ECLI:NL:RBBRE:2008:BC3097
Rechtbank Breda
- Eerste aanleg - enkelvoudig
- J.J. Minnaar
- Rechtspraak.nl
Ontvankelijkheid van verzet tegen dwangbevel en beoordeling van de initiële beschikking
In deze zaak heeft de Rechtbank Breda op 28 januari 2008 uitspraak gedaan over de ontvankelijkheid van een verzet dat was ingesteld tegen een dwangbevel uitgevaardigd door de officier van justitie te Leeuwarden. Betrokkene had eerder, op 15 mei 2007, een verzetschrift ingediend, maar ontving hierop geen reactie. Vervolgens diende hij op 5 juli 2007 opnieuw een verzetschrift in. De kantonrechter oordeelde dat het verzet tijdig was ingediend en dat betrokkene voldoende aannemelijk had gemaakt dat hij in redelijkheid kon aannemen dat de initiële beschikking op een vergissing berustte. Dit was gebaseerd op informatie die hij had ontvangen van de politie, waarin werd aangegeven dat de overtreding niet met zijn kenteken was gepleegd.

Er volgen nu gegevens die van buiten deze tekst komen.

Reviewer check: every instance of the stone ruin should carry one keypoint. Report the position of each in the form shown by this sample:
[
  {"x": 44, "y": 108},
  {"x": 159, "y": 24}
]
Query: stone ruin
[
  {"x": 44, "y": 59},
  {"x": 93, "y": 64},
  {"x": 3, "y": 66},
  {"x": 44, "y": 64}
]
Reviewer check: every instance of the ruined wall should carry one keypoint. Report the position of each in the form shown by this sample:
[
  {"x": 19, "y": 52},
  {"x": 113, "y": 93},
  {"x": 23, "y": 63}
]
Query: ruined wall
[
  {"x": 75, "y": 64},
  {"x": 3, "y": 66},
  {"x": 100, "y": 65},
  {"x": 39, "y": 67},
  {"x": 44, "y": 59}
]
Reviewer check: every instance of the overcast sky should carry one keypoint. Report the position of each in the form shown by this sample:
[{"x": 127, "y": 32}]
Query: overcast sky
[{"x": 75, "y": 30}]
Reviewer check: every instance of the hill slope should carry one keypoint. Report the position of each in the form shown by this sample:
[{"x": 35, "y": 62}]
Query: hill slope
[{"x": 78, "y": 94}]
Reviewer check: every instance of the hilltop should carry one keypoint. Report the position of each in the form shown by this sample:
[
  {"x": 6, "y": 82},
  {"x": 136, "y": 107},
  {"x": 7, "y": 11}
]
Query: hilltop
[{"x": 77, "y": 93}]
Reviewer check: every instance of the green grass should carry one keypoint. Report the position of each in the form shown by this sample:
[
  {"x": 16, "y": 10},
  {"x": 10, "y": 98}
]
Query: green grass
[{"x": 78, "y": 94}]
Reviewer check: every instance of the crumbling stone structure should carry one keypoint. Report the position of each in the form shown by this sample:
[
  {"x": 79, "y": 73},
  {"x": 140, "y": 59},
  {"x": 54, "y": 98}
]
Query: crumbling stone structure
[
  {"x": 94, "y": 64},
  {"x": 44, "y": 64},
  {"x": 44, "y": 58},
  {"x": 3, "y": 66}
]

De kantonrechter verwierp het primaire verweer van de officier van justitie, die had gesteld dat het verzet niet-ontvankelijk was omdat het niet tijdig was ingediend. De rechter oordeelde dat de officier van justitie onvoldoende had onderzocht of de sanctie terecht was opgelegd, en dat het in strijd was met de beginselen van behoorlijk bestuur om het verzet niet te honoreren. De rechter concludeerde dat het verzetschrift gegrond was en dat het moest worden beschouwd als een inhoudelijk beroep tegen de initiële beschikking.
De uitspraak leidde tot de vernietiging van het dwangbevel en de terugbetaling van het griffierecht aan betrokkene. De zaak werd vervolgens doorverwezen naar de officier van justitie voor verdere behandeling van het beroepschrift van betrokkene. De beslissing werd genomen in een openbare zitting, waarbij de kantonrechter werd bijgestaan door de griffier.